Driving through the Andes is a series of highs, lows, and nothing in between. Take this ride through Colombia’s coffee growing region as an example.
The scenery is lush with bright green mountains and coffee plants growing like weeds. But the bus slows down to a halt and you realize you are no longer moving. Instead, a road crew is removing the rubbage from a land slide, meaning only one side of drivers can pass for the next 10 minutes. Repeat this process every 10 miles.
Just as the movie ends that you avoided watching in favor of viewing the unique scenery, the sky turns dark and the bus attendant will have no intention of showing another movie. Now you are bored out of your mind until you remember you brought an mp3 player.

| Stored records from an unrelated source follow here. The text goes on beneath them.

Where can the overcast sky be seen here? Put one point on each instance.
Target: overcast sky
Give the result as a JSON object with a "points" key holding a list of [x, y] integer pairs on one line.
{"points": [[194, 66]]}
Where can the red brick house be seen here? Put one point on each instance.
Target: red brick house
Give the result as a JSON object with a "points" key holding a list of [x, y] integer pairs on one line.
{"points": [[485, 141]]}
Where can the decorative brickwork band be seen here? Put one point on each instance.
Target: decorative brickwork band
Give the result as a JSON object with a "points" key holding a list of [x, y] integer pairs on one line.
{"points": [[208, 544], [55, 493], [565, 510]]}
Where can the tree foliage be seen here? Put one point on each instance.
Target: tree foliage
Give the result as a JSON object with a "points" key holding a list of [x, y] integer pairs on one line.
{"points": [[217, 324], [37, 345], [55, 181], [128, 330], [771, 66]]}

After a few minutes of silence the guy sitting next to you will start up conservation and you end up making a great friend that winds up showing you around his city the next week.
But because you have hours on the same bus the two of you eventually tire of talking and decide to get some rest. Only rest is impossible because you are riding through the Andes, a two lane highway, with sharp curves every eight seconds. It is therefore impossible to fall asleep because you are gripping the seat in front of you so you don’t keep banging into your new friend.
That’s when you snap your head up and press your face against the window while you cringe because you begin to notice your bus passing the slow trucks in front by swerving into the wrong lane into oncoming traffic.
The next high is when you realize how exciting this ride has become. You grab a bottle of fanta orange soda you bought at the rest stop hours before and chomp away on a tub of dulce de leche or arrequipe!
Sooner or later you notice the sun rising and you have been on the same bus for almost 15 hours without sleep. That’s when you blurt aloud, “Fuck me, this was not worth it!”